R was born to be single threaded, so it will be slow for big data sets or heavy time consuming computations. We can use some third-party packages to parallelize our task on multiple cores or machines. Normally, we define the number of cores, and initialize the workers which computations can be sent to first. Then split the task into pieces and distribute the sub-tasks to workers. Shut down the cluster and do more analysis on the results at last. Here, I use the functions in package snowfall which depends on snow to give an example.

1
2
3
4
5
6
7
8
9
10
11
12
13
14
15
16
17
18
19
20
21
22
23
24
25
26
27
28
29
30
31
32
33
34
35
36
37
38
39
40
41
42
43
44
45
46
47
48
49
50
51
52
53
54
55
56
57
58
59
60
61
62
# Assume I want to calculate the mean value of a 
# sample with a fixed sample size from a population.
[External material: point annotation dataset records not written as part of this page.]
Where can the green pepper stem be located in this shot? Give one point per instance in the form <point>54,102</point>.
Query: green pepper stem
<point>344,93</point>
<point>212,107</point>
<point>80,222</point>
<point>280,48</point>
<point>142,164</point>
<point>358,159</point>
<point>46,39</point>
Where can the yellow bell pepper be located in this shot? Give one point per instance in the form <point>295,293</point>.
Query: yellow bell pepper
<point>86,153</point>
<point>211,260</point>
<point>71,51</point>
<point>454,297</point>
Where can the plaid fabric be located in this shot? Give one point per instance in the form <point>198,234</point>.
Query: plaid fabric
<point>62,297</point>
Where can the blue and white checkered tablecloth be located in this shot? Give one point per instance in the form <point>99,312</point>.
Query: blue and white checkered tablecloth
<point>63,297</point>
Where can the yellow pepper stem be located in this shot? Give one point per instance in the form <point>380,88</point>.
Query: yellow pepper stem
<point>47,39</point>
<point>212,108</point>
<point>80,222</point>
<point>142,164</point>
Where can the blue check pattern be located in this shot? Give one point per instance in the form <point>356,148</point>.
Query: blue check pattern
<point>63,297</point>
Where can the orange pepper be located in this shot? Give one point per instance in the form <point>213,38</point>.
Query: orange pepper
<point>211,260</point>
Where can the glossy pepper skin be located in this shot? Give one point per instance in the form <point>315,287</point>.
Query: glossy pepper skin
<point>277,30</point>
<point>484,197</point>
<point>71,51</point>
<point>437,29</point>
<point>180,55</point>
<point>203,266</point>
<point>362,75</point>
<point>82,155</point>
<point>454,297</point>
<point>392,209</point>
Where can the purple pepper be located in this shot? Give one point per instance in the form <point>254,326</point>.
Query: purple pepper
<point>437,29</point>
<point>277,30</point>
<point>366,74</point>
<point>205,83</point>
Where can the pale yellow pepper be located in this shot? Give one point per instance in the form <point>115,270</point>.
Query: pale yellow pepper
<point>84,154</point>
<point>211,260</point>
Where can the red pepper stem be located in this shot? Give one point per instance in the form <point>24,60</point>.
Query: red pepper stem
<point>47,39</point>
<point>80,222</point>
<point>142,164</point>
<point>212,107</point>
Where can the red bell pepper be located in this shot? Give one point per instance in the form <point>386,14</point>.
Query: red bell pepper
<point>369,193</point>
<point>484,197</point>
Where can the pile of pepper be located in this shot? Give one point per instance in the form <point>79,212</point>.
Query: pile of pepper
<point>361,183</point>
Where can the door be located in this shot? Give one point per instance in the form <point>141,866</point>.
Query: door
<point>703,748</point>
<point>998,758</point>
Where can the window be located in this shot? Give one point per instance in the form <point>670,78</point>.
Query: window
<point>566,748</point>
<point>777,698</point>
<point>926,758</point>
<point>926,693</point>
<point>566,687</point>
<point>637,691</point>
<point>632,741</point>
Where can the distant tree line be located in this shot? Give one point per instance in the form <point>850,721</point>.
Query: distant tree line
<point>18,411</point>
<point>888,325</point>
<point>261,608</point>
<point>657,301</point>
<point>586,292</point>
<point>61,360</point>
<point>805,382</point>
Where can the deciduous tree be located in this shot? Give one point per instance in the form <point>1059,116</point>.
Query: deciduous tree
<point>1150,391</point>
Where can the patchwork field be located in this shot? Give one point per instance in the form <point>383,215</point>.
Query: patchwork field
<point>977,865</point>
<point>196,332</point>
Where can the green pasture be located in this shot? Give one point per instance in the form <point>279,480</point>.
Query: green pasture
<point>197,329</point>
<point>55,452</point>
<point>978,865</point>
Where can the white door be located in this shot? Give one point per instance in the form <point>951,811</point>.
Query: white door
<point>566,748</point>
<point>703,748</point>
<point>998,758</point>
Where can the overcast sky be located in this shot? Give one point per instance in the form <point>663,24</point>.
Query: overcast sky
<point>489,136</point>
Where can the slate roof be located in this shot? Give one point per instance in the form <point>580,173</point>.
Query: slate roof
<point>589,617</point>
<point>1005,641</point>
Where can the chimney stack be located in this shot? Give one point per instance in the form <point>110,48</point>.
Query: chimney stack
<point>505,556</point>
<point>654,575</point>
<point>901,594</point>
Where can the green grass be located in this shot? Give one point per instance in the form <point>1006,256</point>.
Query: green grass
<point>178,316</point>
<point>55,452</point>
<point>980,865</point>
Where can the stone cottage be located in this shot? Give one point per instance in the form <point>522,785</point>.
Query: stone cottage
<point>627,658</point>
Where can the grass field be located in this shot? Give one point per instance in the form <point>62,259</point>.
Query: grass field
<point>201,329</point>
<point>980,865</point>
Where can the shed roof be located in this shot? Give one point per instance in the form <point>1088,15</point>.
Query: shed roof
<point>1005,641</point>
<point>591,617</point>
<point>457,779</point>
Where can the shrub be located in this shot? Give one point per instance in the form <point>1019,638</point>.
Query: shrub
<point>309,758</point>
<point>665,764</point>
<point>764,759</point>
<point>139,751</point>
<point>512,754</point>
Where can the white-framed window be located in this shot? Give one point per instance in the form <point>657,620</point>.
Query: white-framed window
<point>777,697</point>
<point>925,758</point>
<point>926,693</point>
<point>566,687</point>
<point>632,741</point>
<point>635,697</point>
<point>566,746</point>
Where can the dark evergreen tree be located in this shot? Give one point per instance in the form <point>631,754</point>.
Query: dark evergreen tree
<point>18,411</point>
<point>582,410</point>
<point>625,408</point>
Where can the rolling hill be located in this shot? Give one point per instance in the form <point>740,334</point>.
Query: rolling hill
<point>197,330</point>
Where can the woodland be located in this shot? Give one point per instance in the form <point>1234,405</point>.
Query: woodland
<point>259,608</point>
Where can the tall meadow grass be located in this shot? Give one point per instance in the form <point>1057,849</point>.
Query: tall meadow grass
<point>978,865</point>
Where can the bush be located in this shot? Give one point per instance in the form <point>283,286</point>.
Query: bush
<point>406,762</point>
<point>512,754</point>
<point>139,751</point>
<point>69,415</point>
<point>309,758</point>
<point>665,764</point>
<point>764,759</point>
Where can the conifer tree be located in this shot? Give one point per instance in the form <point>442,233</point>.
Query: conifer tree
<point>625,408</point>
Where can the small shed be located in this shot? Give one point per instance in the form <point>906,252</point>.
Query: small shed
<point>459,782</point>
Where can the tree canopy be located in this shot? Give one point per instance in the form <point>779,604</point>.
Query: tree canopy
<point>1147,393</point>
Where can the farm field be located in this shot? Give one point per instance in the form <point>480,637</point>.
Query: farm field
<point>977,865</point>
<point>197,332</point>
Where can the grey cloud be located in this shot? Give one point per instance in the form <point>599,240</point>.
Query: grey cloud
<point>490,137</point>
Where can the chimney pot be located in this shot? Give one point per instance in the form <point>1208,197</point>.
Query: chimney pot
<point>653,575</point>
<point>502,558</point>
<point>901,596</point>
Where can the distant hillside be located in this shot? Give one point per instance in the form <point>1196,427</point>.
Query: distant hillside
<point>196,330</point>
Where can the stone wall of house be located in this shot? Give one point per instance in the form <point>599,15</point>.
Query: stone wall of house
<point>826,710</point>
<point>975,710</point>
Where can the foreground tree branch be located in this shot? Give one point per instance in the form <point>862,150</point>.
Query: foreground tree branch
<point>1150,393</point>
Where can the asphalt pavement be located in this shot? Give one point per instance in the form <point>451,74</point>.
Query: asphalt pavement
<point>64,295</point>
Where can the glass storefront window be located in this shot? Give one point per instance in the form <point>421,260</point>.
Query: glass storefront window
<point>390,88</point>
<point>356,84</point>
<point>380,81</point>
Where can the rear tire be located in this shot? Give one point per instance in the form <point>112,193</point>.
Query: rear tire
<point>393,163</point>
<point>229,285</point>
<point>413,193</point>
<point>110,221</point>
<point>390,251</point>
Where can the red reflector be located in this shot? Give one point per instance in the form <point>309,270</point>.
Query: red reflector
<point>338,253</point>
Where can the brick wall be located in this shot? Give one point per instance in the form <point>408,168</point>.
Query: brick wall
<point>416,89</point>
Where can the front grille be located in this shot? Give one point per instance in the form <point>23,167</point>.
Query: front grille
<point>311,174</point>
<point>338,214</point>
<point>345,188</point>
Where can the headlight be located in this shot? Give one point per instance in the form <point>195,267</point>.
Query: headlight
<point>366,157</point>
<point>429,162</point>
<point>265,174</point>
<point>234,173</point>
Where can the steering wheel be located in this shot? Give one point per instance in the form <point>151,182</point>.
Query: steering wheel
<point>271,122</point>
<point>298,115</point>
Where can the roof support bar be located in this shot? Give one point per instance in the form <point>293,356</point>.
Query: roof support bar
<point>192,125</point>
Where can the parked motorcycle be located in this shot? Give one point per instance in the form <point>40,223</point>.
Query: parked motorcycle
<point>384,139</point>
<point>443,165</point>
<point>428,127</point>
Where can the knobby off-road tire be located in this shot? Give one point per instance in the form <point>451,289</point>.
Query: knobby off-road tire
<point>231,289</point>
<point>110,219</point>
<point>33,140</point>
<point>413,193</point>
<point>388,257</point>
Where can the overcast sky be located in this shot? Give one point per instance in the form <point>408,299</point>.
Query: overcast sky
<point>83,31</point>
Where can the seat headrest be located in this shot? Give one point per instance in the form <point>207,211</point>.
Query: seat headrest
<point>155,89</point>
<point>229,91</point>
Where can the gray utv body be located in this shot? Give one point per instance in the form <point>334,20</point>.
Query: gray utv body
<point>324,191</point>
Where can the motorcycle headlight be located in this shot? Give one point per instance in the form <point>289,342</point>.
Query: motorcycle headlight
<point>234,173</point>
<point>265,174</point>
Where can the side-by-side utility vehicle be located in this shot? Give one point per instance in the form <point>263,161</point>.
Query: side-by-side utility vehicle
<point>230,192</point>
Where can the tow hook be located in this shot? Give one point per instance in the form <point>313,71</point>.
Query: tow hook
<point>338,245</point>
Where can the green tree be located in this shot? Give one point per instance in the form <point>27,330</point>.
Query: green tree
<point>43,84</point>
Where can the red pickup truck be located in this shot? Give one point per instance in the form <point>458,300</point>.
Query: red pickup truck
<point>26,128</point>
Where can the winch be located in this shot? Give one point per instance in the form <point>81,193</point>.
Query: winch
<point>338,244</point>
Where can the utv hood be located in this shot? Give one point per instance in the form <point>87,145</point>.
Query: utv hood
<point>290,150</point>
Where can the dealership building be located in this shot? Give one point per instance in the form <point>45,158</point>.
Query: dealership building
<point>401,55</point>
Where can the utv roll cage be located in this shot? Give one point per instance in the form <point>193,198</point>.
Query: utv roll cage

# A simulated population with 1000 individuals
set.seed(1234)
pop <- rnorm(1000)

mean(pop)
## [1] -0.0265972

# Number of repetitions, sample size and the result  
times <- 50000
size <- 50
result <- c()

# A function for calculating the mean value 
# of a sample with a fixed sample size
sampleMean <- function(.) {
    samples <- sample(pop, size)
    return(mean(samples))
}

# Time cost if we use for loop
system.time(
    for (i in 1:times) {
        result[i] <- sampleMean()
    }
)
##   user  system elapsed 
##   5.63    0.01    5.71 

mean(result)
## [1] -0.02673376

# Compute in parallel
# Load package
library(snowfall)

# Initialisation of cluster usage
sfInit(            # see help file for more information
    parallel=TRUE, # parallel or sequential
    cpus=4         # number of CPUs
    )

# Export the global values to workers, 
# you can use "sfExportAll" to export all.
# See help file for more information
sfExport("pop","size")

# Execute the function in parallel.
# See help file for other functions
system.time (
    parResult <- sfLapply(1:times, sampleMean)
)
##   user  system elapsed 
##   0.02    0.00    0.43

# Stop cluster
sfStop()

mean(unlist(parResult))
## [1] -0.02693764

Some packages have build-in functions can do parallel computations. For example, pdredge (MuMIn) can do model selection in parallel.